1. Divide number of cases in the population by the desired sample size. In this

example, dividing 10,000 by 1,000 gives a value of 10.

2. Select a random number between one and the value attained in Step 1. In this

example, we choose a number between 1 and 10 - say we pick 7.

3. Starting with case number chosen in Step 2, take every tenth record (7, 17, 27,

etc.).

More generally, suppose that the N units in the population are ranked 1 to N in some order (e.g.,

alphabetic). To select a sample of n units, we take a unit at random, from the 1st k units and take

every k-th unit thereafter.

The advantages of systematic sampling method over simple random sampling include:

1. It is easier to draw a sample and often easier to execute without mistakes. This

is a particular advantage when the drawing is done in the field.
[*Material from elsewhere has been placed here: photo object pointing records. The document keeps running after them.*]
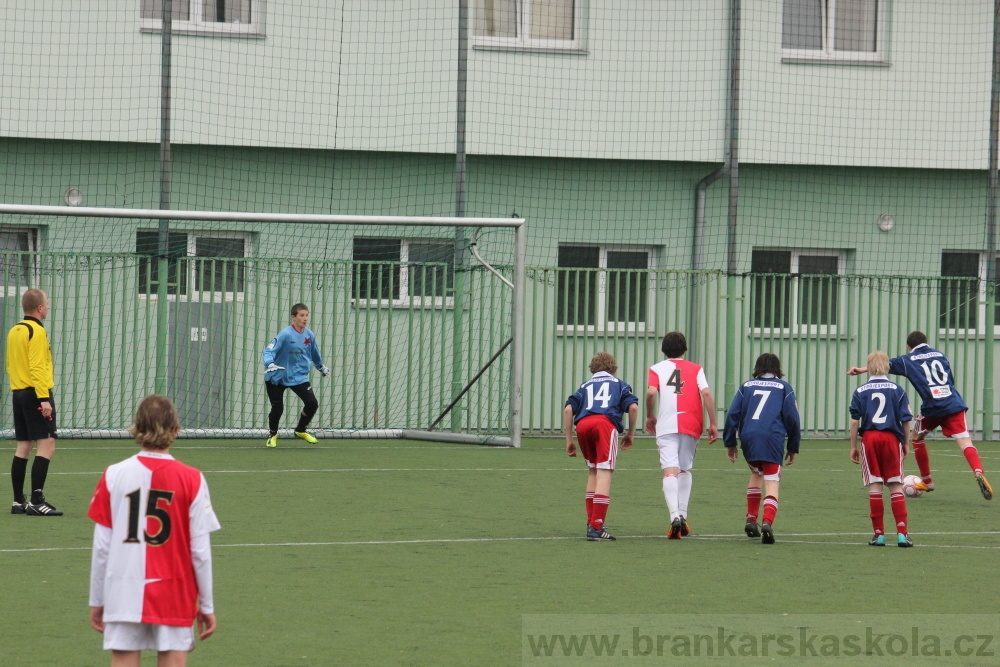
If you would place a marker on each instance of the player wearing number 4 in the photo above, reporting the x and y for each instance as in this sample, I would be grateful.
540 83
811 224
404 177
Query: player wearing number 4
880 415
930 374
764 413
151 565
684 397
597 408
286 365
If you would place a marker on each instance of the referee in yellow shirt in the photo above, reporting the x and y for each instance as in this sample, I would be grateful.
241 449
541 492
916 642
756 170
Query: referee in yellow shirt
29 365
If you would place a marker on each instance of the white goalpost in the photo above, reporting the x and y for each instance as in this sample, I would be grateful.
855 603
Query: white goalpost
423 328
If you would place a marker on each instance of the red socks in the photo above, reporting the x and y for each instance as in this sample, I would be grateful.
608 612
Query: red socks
972 456
877 509
753 502
899 512
770 509
923 460
599 512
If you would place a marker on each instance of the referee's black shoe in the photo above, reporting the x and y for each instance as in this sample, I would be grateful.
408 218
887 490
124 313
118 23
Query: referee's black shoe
41 508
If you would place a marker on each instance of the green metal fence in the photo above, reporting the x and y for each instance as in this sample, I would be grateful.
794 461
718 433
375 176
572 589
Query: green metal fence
394 361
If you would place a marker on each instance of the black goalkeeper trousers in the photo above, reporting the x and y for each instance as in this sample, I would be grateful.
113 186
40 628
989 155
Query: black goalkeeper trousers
276 394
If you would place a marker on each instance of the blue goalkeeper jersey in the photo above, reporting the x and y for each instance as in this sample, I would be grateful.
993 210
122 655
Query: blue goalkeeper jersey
763 414
881 405
930 374
295 352
603 394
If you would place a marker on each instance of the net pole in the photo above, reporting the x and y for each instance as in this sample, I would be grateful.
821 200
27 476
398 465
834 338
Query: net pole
517 334
163 229
991 231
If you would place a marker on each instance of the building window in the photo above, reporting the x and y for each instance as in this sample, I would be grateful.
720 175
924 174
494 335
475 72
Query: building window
204 261
404 271
16 264
842 30
603 287
216 17
803 294
528 24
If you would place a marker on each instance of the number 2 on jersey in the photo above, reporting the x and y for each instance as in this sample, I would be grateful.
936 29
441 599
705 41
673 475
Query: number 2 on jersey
153 510
603 395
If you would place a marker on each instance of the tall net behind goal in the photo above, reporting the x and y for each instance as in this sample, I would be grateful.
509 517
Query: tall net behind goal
417 326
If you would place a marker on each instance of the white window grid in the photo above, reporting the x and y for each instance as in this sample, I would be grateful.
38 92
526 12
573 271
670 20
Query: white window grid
794 286
602 323
198 25
524 41
828 53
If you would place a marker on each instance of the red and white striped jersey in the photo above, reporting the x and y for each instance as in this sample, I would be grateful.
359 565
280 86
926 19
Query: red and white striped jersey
680 407
153 505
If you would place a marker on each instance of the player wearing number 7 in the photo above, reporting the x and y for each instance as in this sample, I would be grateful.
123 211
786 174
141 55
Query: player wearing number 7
764 413
941 405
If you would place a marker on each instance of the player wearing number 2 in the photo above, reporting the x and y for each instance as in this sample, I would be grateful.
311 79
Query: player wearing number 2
151 565
930 374
597 408
763 413
684 397
880 415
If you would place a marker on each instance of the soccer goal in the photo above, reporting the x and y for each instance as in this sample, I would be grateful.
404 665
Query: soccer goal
418 318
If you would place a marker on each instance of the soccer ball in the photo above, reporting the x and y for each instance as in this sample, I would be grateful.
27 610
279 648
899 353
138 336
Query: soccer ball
910 484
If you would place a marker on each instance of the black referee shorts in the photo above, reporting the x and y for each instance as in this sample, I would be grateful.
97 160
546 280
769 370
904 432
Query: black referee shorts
29 424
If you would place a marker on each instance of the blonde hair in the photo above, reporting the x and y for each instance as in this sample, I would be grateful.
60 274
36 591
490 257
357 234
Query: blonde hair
156 423
603 361
878 363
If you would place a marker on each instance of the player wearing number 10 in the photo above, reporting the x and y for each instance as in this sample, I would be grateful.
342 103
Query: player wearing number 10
597 408
930 374
764 413
151 566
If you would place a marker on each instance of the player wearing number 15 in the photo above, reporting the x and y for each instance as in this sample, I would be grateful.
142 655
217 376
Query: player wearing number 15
764 413
597 408
880 415
941 405
684 397
151 566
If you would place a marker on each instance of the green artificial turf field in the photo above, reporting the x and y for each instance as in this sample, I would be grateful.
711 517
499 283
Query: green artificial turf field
396 552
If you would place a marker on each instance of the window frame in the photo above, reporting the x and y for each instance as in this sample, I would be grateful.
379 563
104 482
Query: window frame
828 54
190 268
33 276
795 325
604 324
523 42
196 25
980 295
405 299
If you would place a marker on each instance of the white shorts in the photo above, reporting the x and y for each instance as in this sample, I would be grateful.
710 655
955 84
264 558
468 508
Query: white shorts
677 450
147 637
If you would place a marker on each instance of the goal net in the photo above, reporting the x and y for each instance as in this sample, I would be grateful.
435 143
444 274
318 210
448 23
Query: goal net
414 317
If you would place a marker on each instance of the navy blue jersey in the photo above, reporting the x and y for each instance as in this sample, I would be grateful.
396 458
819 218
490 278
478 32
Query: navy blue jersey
603 394
881 405
930 374
763 413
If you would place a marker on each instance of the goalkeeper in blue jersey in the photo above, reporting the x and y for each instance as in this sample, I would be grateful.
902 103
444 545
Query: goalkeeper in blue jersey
763 413
287 359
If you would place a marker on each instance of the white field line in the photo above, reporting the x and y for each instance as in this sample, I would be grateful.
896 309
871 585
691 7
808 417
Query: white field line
481 540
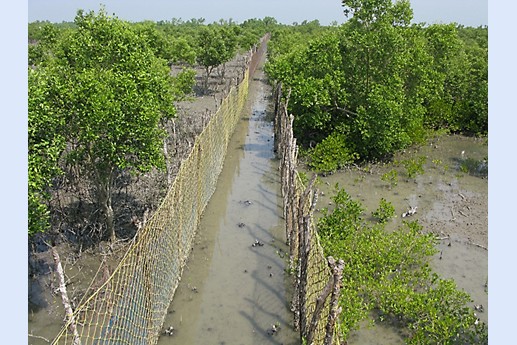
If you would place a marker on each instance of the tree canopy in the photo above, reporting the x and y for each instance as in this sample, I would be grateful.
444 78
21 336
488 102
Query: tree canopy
108 91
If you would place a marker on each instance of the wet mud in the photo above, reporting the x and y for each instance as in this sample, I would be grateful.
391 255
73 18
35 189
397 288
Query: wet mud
235 289
451 199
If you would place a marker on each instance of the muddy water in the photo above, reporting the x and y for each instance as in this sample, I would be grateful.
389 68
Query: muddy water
452 202
234 288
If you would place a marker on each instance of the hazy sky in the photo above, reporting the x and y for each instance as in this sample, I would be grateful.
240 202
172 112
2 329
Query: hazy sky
466 12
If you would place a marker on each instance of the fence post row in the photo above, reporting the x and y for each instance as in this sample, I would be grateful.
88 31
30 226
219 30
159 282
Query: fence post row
317 280
130 306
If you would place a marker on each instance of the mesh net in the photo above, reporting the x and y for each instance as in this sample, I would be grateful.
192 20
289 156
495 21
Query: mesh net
130 307
307 258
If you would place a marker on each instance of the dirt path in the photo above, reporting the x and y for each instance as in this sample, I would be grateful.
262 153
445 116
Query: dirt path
234 288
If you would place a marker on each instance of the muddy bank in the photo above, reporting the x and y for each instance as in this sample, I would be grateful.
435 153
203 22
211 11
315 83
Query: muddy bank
79 239
451 201
234 289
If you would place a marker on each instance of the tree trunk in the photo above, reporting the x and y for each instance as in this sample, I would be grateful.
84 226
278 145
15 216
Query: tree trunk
104 197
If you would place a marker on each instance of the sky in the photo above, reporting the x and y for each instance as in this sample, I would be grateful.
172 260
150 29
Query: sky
500 16
466 12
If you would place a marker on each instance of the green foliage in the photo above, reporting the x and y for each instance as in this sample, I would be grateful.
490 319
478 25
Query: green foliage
382 81
45 144
390 177
184 82
108 91
414 167
216 45
385 212
331 154
388 273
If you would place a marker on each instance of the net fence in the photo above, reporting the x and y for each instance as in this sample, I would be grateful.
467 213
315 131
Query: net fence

2. Intuitively, you might think that systematic sampling might be more precise than

SRS. In effect it stratifies the population into n strata, consisting of the 1st k

units, the 2nd k units, and so on. Thus, we might expect the systematic sample

to be as precise as a stratified random sample with one unit per stratum. The

difference is that with the systematic one the units occur at the same relative

position in the stratum whereas with the stratified, the position in the stratum is

determined separately by randomization within each stratum.

CLUSTER SAMPLING

In some instances the sampling unit consists of a group or cluster of smaller units that we call

elements or subunits (these are the units of analysis for your study). There are two main reasons for

the widespread application of cluster sampling. Although the first intention may be to use the

elements as sampling units, it is found in many surveys that no reliable list of elements in the

population is available and that it would be prohibitively expensive to construct such a list. In many

countries there are no complete and updated lists of the people, the houses or the farms in any large

geographical region.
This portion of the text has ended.